-
-
Notifications
You must be signed in to change notification settings - Fork 596
Description
Join planning uses the StatisticsTable::RowCount method to compute row estimates for tables. This doesn't work with keyless tables, because Dolt represents keyless tables with a single internal row for each distinct value, and RowCount looks at the underlying index. This means that join planning will see the number of distinct rows in a keyless table, not the total number of rows.

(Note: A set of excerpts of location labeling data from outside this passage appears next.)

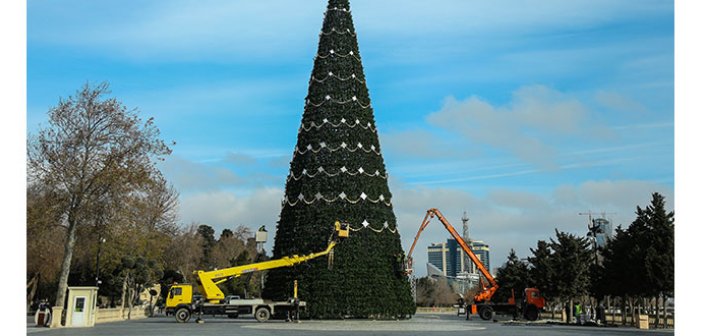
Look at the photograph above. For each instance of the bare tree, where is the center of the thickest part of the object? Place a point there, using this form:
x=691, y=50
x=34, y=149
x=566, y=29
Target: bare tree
x=93, y=148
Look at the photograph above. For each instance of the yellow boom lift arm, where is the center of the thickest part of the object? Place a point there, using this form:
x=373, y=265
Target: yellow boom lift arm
x=208, y=280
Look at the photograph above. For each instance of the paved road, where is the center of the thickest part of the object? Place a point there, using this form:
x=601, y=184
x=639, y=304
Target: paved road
x=419, y=325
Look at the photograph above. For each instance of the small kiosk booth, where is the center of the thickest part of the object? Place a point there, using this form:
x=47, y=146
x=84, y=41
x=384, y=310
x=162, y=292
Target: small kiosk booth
x=82, y=306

GMS's in-memory implementation for tables doesn't have this problem, because it stores a separate entry for each row. But this creates a problem for testing: we run the same plan tests against both Dolt and GMS, and since the two implementations return different row estimates, it's not possible to write expected estimates that satisfy both.
So our options are:
- Not write plan tests with an
ExpectedEstimatefield if the expected plan contains a join on a keyless table. - All plan tests on keyless tables must execute `analyze table ... update histogram on (...) using data '{"row_count": ...}'; so that the estimates match on both GMS and Dolt
- Compute the actual row count of keyless tables on demand in Dolt, which requires iterating over the table during planning.
- Have keyless tables precompute and cache their total row count.
4 seems like the best solution, except that it changes the storage format in a way that older Dolt clients won't be able to access tables that have this row count information. (Since if an old client could update these tables, it wouldn't know to update the row count, and the row count will become inaccurate.)
For now I've removed ExpectedEstimate from the only test currently affected by this, and documenting this issue.